The following day, there was to be a service at a local river park, which I did not attend. Stones would be gathered representing a particular sin in one's life to be cast into the water, symbolic of God's promise in Micah 7:19 to cast our sins into the "sea of forgetfulness."

So with all this going on, I have been thinking about forgiveness, and the idea that we are fairly clueless about the scope and depth of God's forgiveness, perhaps because we have such trouble forgiving others and ourselves. Do we really believe, as the story goes, that when we have asked for God's forgiveness and then...still feeling guilty... ask again, he says, "What are you talking about?" Do we really believe that Jesus died not only to erase the eternal power of the sin nature we inherited at birth but also each and every sin that each and every person had ever and would ever commit? Do we really believe that forgiveness is not only available but freely given to all who ask for it? Could it possibly be that simple? That Jesus, knowing we were unable to live righteously, offered himself as a sacrifice for our collective sin/sins, once for all, and that it isn't so much our asking God to forgive us, but our own acceptance of what he has already done?

We all have regrets, things we should not have said or done or thought. Things we wanted to do enough to carry them out, fully realizing  that they were wrong and potentially hurtful to others. Things that were contrary to God's Law, maybe even man's. While I can think of a multitude of things I have done that were wrong, I can think of a few things I was guilty of that have never been completely forgiven by those I hurt. Occasionally, past mistakes still haunt through the helpful "reminders" of others who can't, or won't, let go. It is a good reminder to me, when this happens, to check my own heart: Have I forgiven him, her? Is there anything between this person and me? We need to forgive if only because we need it ourselves so very often.

Maybe you, like me, have not been forgiven by someone you wronged, or who believes that you wronged them. That is not God's heart. God is love, and love "keeps no record of being wronged," according to 1 Corinthians 13 (New Living Translation). The blood of Jesus covers completely. The work of the Cross paid the price for whatever I've done or will do. Whatever you have done. Whatever, I would remind you gently, of whatever will be done to you as well.

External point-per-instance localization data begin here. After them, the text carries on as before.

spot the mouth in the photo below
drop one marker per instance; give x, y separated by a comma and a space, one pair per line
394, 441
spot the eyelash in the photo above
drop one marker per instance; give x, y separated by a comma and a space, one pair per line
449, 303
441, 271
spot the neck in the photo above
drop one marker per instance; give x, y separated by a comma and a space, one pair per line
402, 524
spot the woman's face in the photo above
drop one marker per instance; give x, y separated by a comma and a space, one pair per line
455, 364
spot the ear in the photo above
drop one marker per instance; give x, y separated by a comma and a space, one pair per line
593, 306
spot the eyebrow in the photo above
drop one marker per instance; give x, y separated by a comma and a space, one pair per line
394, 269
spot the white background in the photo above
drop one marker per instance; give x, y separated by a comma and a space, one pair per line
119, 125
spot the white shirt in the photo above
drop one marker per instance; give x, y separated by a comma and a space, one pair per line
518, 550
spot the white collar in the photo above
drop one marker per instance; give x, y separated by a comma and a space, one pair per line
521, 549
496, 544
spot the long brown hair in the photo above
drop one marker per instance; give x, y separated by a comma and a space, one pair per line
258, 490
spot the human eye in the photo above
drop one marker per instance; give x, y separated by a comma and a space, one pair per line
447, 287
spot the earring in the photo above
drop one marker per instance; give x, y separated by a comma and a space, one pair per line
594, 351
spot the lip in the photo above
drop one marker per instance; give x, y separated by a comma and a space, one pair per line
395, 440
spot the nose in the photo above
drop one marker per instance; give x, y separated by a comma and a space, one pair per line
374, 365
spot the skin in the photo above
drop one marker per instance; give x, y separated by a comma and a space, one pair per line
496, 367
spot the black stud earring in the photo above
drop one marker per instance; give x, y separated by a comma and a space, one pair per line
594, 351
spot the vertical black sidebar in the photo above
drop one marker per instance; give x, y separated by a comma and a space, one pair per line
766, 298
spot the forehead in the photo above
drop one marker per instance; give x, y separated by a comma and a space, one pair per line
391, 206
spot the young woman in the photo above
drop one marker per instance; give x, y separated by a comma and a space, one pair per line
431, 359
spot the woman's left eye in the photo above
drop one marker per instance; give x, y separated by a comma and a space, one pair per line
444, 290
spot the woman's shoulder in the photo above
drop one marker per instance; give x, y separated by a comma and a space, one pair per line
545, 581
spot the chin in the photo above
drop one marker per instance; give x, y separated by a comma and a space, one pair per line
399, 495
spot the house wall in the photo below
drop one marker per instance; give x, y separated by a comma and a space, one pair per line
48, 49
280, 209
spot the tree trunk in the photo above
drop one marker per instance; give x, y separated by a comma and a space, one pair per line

May each of us, in the New Year of 5772 (or the New Year of 2012 in a few months) let the truth of God's forgiveness become more alive in our hearts. May we offer forgiveness more freely to those around us, conscious of the fact that we each have need of God's forgiveness on a daily basis. And may we stop beating ourselves up for past stupidity! 

And stop allowing others to make us continue to pay for things even God has forgotten.